One of the biggest reasons for the interest in Safemoon is one of its unique features that is not found in any other crypto token. This is the 10% fee that is charged to anyone who sells their tokens, with half of this fee being distributed to all other Safemoon owners. The purpose of this penalty is to discourage selling and therefore incentivize people to hold the token, as the redistributed fee also acts as a reward for doing so. This makes it very different from every other crypto token out there, all of which can be sold freely and is part of the reason why the token has already racked up more than 1 million users. It could also be seen as a more serious and stable version of Dogecoin – Safemoon’s slogan is “safely to the moon”, which is a play on the popular Dogecoin rallying cry of “to the moon”.
Safemoon has already proved to be popular in various countries, including Canada. Canada is one of the few countries in the world which has had a very open approach towards crypto – there are various crypto exchanges in operation in the country, while it is also the only one in the world where Bitcoin and Ethereum ETFs have been approved and are available for investment on the Toronto Stock Exchange. The Canadian crypto startup economy is also thriving as a result of these regulations and the overall attitude of the government towards crypto, so it is no surprise that a crypto token such as Safemoon which is trying to innovate in some manner has gained a lot of interest in the country’s crypto market.

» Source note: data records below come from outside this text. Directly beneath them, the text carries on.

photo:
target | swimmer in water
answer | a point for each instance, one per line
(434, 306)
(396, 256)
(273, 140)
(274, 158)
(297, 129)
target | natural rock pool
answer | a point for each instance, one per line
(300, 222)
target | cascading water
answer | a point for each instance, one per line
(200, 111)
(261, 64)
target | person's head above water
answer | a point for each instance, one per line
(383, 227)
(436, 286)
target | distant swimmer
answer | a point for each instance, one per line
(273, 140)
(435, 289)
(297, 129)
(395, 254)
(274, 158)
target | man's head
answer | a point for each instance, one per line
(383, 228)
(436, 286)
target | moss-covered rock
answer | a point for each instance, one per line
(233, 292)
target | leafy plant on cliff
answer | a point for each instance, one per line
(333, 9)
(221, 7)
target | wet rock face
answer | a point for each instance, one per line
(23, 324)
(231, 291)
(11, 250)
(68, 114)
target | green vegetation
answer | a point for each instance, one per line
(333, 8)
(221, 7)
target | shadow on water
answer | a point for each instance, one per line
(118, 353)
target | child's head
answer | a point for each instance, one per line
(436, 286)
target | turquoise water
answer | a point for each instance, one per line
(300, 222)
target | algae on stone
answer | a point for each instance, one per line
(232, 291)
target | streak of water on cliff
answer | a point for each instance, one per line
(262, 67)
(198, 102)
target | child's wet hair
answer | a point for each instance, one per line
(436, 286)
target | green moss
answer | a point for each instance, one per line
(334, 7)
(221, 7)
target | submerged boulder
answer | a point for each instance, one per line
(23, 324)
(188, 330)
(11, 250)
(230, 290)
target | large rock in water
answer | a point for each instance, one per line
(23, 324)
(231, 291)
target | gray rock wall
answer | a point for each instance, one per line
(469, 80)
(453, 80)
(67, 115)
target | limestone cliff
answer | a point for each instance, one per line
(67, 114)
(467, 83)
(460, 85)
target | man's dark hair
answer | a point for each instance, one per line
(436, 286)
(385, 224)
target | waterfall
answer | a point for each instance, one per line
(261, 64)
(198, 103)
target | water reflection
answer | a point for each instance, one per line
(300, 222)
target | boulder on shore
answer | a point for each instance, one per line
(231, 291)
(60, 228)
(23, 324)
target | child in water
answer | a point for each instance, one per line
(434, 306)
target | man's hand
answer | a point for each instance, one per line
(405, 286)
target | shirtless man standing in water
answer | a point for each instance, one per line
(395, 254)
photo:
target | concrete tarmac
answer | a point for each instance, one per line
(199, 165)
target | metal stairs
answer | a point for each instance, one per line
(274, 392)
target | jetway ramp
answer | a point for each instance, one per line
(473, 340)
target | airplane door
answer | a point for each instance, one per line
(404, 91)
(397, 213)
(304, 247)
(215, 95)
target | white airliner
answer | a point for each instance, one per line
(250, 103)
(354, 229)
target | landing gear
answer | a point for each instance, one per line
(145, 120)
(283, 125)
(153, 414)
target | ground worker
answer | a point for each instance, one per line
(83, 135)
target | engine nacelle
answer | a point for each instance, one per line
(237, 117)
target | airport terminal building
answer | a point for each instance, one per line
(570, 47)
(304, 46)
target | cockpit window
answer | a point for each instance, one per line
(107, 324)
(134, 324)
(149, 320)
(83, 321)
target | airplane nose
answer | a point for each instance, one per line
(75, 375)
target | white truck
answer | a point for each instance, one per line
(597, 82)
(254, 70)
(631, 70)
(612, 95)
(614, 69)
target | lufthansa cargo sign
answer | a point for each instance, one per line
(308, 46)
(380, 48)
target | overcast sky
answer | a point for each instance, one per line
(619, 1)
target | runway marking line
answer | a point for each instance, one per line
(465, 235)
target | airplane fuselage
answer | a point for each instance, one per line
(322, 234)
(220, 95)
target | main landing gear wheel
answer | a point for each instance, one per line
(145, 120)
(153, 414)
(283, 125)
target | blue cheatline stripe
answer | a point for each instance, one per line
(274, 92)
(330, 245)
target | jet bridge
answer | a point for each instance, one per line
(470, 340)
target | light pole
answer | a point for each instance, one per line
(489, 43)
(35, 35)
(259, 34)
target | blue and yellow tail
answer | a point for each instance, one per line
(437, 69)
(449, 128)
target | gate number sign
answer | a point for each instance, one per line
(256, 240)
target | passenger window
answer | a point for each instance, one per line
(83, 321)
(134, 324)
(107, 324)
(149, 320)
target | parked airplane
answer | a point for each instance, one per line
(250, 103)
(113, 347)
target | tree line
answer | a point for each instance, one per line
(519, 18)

Of course, this token is a long way off Bitcoin and Ethereum’s value, currently hovering around $0.000005. This price is less than half of where it was earlier in April but is still quite higher than its launch price of $0.0000000010. However, this shows that Safemoon has been just as volatile as other cryptocurrency tokens, if not more, which defeats the purpose of the selling penalty. There are also concerns around the business model itself, as it may rely on more and more people buying the token at higher prices to provide returns for existing buyers, which is the definition of a Ponzi scheme. The selling fee is a great way to incentivize existing investors to hold on, but it can only pay out if there are new buyers – if nobody buys the token, there is no selling penalty to pay out, and this could lead to a sharp fall in the price.
Of course, these are still very early days in terms of Safemoon’s existence on crypto markets, and so we will have to wait and see how this token evolves and develops. For those who want to own Safemoon, it is a slightly convoluted process. There are four exchanges where Safemoon can be bought – PancakeSwap, BitMart, WhiteBit, and Bakery Swap. However, the token cannot be bought directly like Bitcoin or Ethereum – you need to first buy Binance coins and swap these for Safemoon. There is potential slippage to consider as well here, due to the selling fee, so you will not receive less than the amount of Binance coins that you swap for. However, there are plans to release a dedicated Safemoon wallet, which will make it much more convenient to buy this token.
Safemoon is an interesting new cryptocurrency with a unique feature that sets it apart from all other tokens. However, only time will tell whether this feature is good enough to support the token’s growth, or whether Safemoon will also eventually crash and burn as many other crypto tokens have done in the recent past.